Les propos tenus par les
partisans du OUI à la constitution Européenne, qu’ils soient de gauche ou de
droite, sont inquiétants et décevants. Ainsi, entend on M. Delors parler de
«cataclysme politique», M. Strauss-Kahn comparer les effets d’un NON le 29
mai au « souffle d’une bombe atomique » et M Raffarin évoquer « quelque
chose de très grave » Or, fondés sur la peur, ces propos ne reposent sur
aucun argument objectif. Prenant les Français pour des naïfs, ne réagissant
qu’aux menaces, leurs auteurs dénaturent le dialogue démocratique qui
devrait s’instaurer en France, occultant ainsi le vrai débat, celui portant
sur la teneur même de l’Europe que nous souhaitons.

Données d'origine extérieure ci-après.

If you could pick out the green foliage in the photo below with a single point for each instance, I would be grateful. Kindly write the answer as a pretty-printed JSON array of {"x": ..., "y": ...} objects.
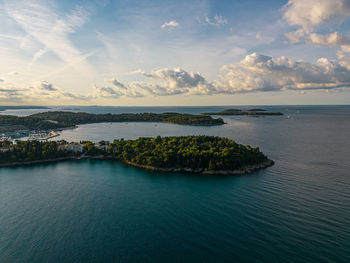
[{"x": 195, "y": 152}]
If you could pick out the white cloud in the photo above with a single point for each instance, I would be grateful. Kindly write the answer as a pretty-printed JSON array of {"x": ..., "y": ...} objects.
[
  {"x": 38, "y": 92},
  {"x": 308, "y": 15},
  {"x": 255, "y": 73},
  {"x": 40, "y": 20},
  {"x": 171, "y": 24},
  {"x": 311, "y": 13},
  {"x": 107, "y": 92},
  {"x": 175, "y": 81},
  {"x": 218, "y": 20},
  {"x": 262, "y": 73}
]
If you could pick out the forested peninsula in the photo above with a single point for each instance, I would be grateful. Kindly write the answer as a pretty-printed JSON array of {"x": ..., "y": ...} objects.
[
  {"x": 193, "y": 154},
  {"x": 63, "y": 119},
  {"x": 251, "y": 112}
]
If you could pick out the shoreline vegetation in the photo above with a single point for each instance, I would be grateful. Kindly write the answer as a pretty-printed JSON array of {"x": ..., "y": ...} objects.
[
  {"x": 3, "y": 108},
  {"x": 251, "y": 112},
  {"x": 56, "y": 120},
  {"x": 181, "y": 154}
]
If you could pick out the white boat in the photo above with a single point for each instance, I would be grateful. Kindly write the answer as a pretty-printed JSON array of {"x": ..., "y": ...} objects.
[
  {"x": 43, "y": 136},
  {"x": 4, "y": 138}
]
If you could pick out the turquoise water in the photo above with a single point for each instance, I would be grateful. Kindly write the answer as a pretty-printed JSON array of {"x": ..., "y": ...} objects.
[{"x": 103, "y": 211}]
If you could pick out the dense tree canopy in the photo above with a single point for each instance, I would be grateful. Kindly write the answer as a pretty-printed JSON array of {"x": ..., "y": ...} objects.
[
  {"x": 187, "y": 152},
  {"x": 195, "y": 152}
]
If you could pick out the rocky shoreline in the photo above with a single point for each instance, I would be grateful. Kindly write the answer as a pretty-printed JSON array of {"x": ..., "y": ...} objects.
[{"x": 244, "y": 170}]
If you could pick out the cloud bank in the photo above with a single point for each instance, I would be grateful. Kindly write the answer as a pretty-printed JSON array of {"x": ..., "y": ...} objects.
[
  {"x": 255, "y": 73},
  {"x": 170, "y": 25}
]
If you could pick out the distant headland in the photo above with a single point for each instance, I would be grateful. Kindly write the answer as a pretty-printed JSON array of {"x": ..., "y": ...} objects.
[
  {"x": 3, "y": 108},
  {"x": 189, "y": 154},
  {"x": 251, "y": 112},
  {"x": 63, "y": 119}
]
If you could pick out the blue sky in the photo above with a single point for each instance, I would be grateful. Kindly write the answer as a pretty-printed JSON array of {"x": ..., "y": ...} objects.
[{"x": 174, "y": 52}]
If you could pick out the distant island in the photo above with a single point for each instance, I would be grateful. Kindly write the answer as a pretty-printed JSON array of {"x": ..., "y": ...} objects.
[
  {"x": 2, "y": 108},
  {"x": 251, "y": 112},
  {"x": 193, "y": 154},
  {"x": 62, "y": 119}
]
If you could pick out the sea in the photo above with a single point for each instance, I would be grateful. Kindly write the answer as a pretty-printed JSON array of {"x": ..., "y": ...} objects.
[{"x": 103, "y": 211}]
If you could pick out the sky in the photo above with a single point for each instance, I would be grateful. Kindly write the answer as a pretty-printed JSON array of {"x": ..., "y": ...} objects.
[{"x": 200, "y": 52}]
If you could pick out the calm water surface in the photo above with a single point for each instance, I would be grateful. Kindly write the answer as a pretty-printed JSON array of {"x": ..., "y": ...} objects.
[{"x": 103, "y": 211}]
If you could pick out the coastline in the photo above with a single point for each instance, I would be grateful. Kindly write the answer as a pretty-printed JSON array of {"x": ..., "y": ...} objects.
[{"x": 243, "y": 170}]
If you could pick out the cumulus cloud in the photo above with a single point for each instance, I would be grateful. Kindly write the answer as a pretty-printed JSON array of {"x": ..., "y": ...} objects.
[
  {"x": 255, "y": 73},
  {"x": 47, "y": 86},
  {"x": 308, "y": 15},
  {"x": 107, "y": 92},
  {"x": 218, "y": 20},
  {"x": 175, "y": 81},
  {"x": 170, "y": 25},
  {"x": 311, "y": 13},
  {"x": 262, "y": 73},
  {"x": 333, "y": 39},
  {"x": 40, "y": 91},
  {"x": 41, "y": 21}
]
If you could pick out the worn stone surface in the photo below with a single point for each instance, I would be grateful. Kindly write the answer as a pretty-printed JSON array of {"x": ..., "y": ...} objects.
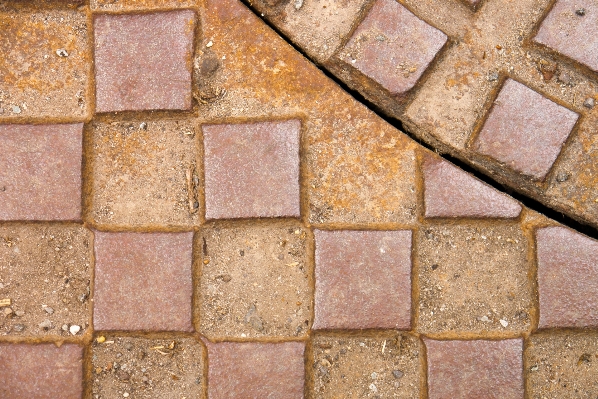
[
  {"x": 147, "y": 368},
  {"x": 143, "y": 281},
  {"x": 40, "y": 173},
  {"x": 562, "y": 365},
  {"x": 59, "y": 256},
  {"x": 451, "y": 192},
  {"x": 252, "y": 170},
  {"x": 254, "y": 281},
  {"x": 256, "y": 370},
  {"x": 351, "y": 366},
  {"x": 143, "y": 61},
  {"x": 475, "y": 369},
  {"x": 363, "y": 279},
  {"x": 41, "y": 371},
  {"x": 144, "y": 173},
  {"x": 567, "y": 278},
  {"x": 473, "y": 280}
]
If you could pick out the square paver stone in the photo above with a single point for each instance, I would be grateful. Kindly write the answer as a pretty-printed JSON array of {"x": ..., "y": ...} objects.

Non, l’Europe ne sera pas perdue
si vous votez NON à la Constitution Européenne, bien au contraire. Ceci pour
deux raisons essentielles. Tout d’abord cette constitution, en cas
d’adoption, ne serait appliquée qu’en 2009. Entre 2005 et 2009, l’Europe ne
va pas s’effondrer, elle va même s’agrandir. Deuxièmement, l’Europe
continuant à vivre, le NON permettra une remise à plat du fonctionnement de
l’Union et la rédaction d’un nouveau Traité fondateur, unissant les peuples
et les Nations souveraines d’Europe. Par ce nouveau texte, nous donnerons
des contours réalistes à l’Union, et nous pourrons alors renégocier les
partenariats entre l’Europe et ses voisins, dont la Turquie. De plus, nous
mettrons en place des articles qui, cette fois, prendront en compte la
spécificité culturelle, économique, sociale de chacun de nos pays et qui
respecteront notre droit essentiel à choisir notre politique intérieure, et
nos relations extérieures. Nous ne pouvons que souhaiter une Europe qui
grandisse à pas raisonnés et en harmonie avec les citoyens de chaque pays,
et ce n’est pas l’Europe que Jacques Chirac nous propose actuellement.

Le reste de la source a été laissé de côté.